[XML-SIG] Q: minidom and iso-8859-1

Martin v. Loewis martin@loewis.home.cs.tu-berlin.de
Wed, 13 Sep 2000 13:03:14 +0200


> Oops, I think I begin to understand what is going on.  The UTF-8
> indeed prints the right result, it was just not the result I (encoding
> newbie) expected.

Hi Jacco,

This is what I suspected. I'm surprised though as to what your
expectation was.

> I think I just asked myself the wrong question (how was the original
> XML encoded) while I should have asked myself in what encoding I
> want to have the output in.

I thought you'd expect that UTF-8 would reproduce latin-1 characters
in a single byte - which of course cannot work, as latin-1 would then
consume all possible bit combinations. In any case, that seems to be
resolved - now the next question is: How do you get the original
encoding of the document.

It appears that the DOM itself does not provide any mechanism for
that.

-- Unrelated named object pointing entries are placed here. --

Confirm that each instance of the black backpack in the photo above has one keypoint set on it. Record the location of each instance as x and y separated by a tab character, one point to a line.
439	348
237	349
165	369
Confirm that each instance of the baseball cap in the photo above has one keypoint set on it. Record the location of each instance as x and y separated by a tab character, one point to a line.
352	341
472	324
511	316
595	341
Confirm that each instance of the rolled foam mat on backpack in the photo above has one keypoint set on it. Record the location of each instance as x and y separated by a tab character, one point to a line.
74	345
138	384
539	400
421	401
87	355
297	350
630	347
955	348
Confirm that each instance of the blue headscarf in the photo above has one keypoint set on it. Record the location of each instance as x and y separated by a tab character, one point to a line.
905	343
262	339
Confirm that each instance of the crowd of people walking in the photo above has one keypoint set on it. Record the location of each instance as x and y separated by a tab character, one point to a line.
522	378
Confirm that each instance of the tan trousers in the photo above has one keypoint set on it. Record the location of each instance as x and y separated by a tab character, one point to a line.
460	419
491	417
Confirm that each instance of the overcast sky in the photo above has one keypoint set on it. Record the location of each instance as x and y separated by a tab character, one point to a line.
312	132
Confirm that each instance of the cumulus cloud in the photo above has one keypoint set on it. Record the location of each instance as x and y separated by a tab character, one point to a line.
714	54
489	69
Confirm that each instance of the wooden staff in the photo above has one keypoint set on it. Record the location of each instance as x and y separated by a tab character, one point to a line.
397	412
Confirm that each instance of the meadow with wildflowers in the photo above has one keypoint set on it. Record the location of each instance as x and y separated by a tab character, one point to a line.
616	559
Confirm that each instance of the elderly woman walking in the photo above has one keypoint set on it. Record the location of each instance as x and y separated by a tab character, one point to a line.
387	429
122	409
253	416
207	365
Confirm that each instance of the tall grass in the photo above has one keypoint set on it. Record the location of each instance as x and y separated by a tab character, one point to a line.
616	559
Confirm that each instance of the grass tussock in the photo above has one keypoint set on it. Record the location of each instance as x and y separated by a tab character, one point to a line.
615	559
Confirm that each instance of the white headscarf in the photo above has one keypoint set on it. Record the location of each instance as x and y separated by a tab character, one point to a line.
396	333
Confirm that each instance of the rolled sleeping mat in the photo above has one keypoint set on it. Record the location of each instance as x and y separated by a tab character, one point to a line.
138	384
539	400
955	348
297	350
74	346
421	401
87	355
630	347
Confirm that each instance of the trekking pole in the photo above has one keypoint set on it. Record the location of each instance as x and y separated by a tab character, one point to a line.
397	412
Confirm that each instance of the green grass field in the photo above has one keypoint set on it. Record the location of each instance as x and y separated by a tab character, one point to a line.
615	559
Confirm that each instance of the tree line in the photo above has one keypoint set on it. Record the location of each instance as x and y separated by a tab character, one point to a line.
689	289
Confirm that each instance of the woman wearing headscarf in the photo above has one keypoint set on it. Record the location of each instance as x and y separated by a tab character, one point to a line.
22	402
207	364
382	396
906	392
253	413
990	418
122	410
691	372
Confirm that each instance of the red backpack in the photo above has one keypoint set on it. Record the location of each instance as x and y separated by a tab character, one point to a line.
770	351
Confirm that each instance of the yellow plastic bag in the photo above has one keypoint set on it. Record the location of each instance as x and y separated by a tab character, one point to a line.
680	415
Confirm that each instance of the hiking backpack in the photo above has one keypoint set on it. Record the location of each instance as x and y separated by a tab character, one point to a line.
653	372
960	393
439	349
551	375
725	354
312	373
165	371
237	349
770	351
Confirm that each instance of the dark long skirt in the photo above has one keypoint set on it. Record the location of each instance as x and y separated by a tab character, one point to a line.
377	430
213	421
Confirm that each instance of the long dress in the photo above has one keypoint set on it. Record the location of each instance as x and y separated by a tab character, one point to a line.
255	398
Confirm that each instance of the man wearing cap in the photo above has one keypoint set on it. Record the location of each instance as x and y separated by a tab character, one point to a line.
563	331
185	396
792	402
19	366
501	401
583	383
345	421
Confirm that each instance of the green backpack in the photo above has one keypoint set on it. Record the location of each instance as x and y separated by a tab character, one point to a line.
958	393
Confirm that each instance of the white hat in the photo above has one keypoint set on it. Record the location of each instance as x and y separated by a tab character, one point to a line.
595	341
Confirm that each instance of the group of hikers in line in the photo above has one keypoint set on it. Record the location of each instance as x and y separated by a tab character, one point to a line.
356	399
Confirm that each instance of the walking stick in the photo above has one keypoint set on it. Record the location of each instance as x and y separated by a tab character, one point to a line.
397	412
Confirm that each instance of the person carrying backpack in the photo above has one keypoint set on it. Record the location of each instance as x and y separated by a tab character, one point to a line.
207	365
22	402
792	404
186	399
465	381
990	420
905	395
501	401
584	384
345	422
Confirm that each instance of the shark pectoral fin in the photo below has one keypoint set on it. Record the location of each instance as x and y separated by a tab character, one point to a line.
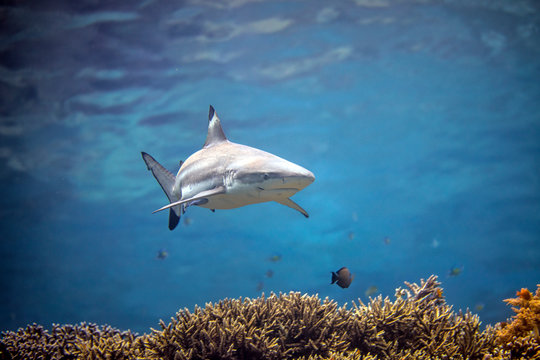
288	202
203	194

It may be that the reader passes this information to the DOM
builder, so you may need to hook into the parser. However, it also
appears that SAX does not generate an event for the <?xml header, so
you could only use a specific parser with some extended interface.

I know xmllib invokes handle_xml for that; I don't know whether expat
gives access to that information, it appears as if the default handler
would be invoked when <?xml is seen, with the encoding as a parameter.

Regards,
Martin